Installation Guide¶

This guide will help you set up the CAPE Replication Project on your system.

Prerequisites¶

Before installing the CAPE Replication Project, ensure you have the following:

Python 3.7 or higher
Conda or Miniconda (recommended for environment management)
Git (for version control)
At least 4GB of RAM (for data processing)
10GB of free disk space (for data and models)

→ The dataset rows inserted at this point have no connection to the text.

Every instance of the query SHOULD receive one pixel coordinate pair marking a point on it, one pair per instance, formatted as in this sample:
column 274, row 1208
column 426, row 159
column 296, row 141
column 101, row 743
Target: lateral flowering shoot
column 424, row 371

Step 1: Clone the Repository¶

git clone https://github.com/your-username/cape-replication-project.git
cd cape-replication-project

Step 2: Set Up the Python Environment¶

Using Conda (Recommended)¶

# Create the conda environment
conda env create -f scripts/environment.yml -n chafs_b

# Activate the environment
conda activate chafs_b

Using pip (Alternative)¶

# Create a virtual environment
python -m venv cape_env

# Activate the environment
# On Windows:
cape_env\Scripts\activate
# On macOS/Linux:
source cape_env/bin/activate

# Install dependencies
pip install -r requirements-docs.txt

Step 3: Verify Installation¶

Test that everything is working correctly:

# Check Python version
python --version

# Check if key packages are installed
python -c "import pandas, numpy, xgboost, geopandas; print('All packages installed successfully!')"

Step 4: Configure Paths¶

Edit the configuration file config/config.json with your data paths:

{
  "dir_data_in": "/path/to/your/input/data/",
  "dir_data_out": "/path/to/your/output/data/",
  "dir_viewer": "/path/to/your/viewer/output/",
  "fn_data_processed": "/path/to/processed/data.hdf",
  "fn_cropdata": "/path/to/crop/data.csv",
  "fn_shapefile": "/path/to/shapefile.gpkg",
  "cape_setting_file": "/path/to/cape_settings.csv",
  "fnids_info": "/path/to/fnids_info.hdf",
  "fn_viewer_csv": "/path/to/viewer_data.csv"
}

Step 5: Prepare Data Files¶

Ensure you have the required data files in your input directory:

Crop data: gscd_data_240213.csv or similar
Shapefile: gscd_shape.gpkg
FNID information: fnids_info.hdf
CAPE settings: cape_setting.csv

Step 6: Test the Installation¶

Run a quick test to ensure everything is working:

# Test preprocessing
cd scripts/processing
python cape_preprocessing.py --start-from 3  # Skip to aggregation step

# Test development (if you have data)
cd ../development
python cape_development.py --help

Troubleshooting¶

Common Issues¶

1. Conda Environment Creation Fails¶

# Try updating conda first
conda update conda

# Or create environment manually
conda create -n chafs_b python=3.9
conda activate chafs_b
conda install -c conda-forge pandas numpy xgboost geopandas

2. Package Installation Errors¶

# Try installing packages individually
pip install pandas
pip install numpy
pip install xgboost
pip install geopandas

3. Path Configuration Issues¶

Ensure all paths in config/config.json are absolute paths
Check that directories exist and have proper permissions
Use forward slashes (/) even on Windows

4. Memory Issues¶

If you encounter memory errors during processing:

# Reduce memory usage by processing smaller chunks
# Edit the relevant scripts to add memory management

Getting Help¶

If you encounter issues not covered here:

Check the Troubleshooting Guide
Search existing GitHub Issues
Create a new issue with detailed error information

Next Steps¶

Once installation is complete:

Read the Quick Start Guide
Review the Configuration Guide
Explore the User Guide

System Requirements¶

Minimum Requirements¶

OS: Windows 10, macOS 10.14+, or Ubuntu 18.04+
Python: 3.7+
RAM: 4GB
Storage: 10GB free space
CPU: 2 cores

Recommended Requirements¶

OS: Ubuntu 20.04+ or macOS 11+
Python: 3.9+
RAM: 16GB+
Storage: 50GB+ free space
CPU: 8+ cores
GPU: NVIDIA GPU with CUDA support (optional, for faster training)

Performance Tips¶

Use SSD storage for faster data access
Allocate sufficient RAM to avoid swapping
Use multiple CPU cores for parallel processing
Consider GPU acceleration for large model training
Optimize data storage using appropriate formats (HDF5, Parquet)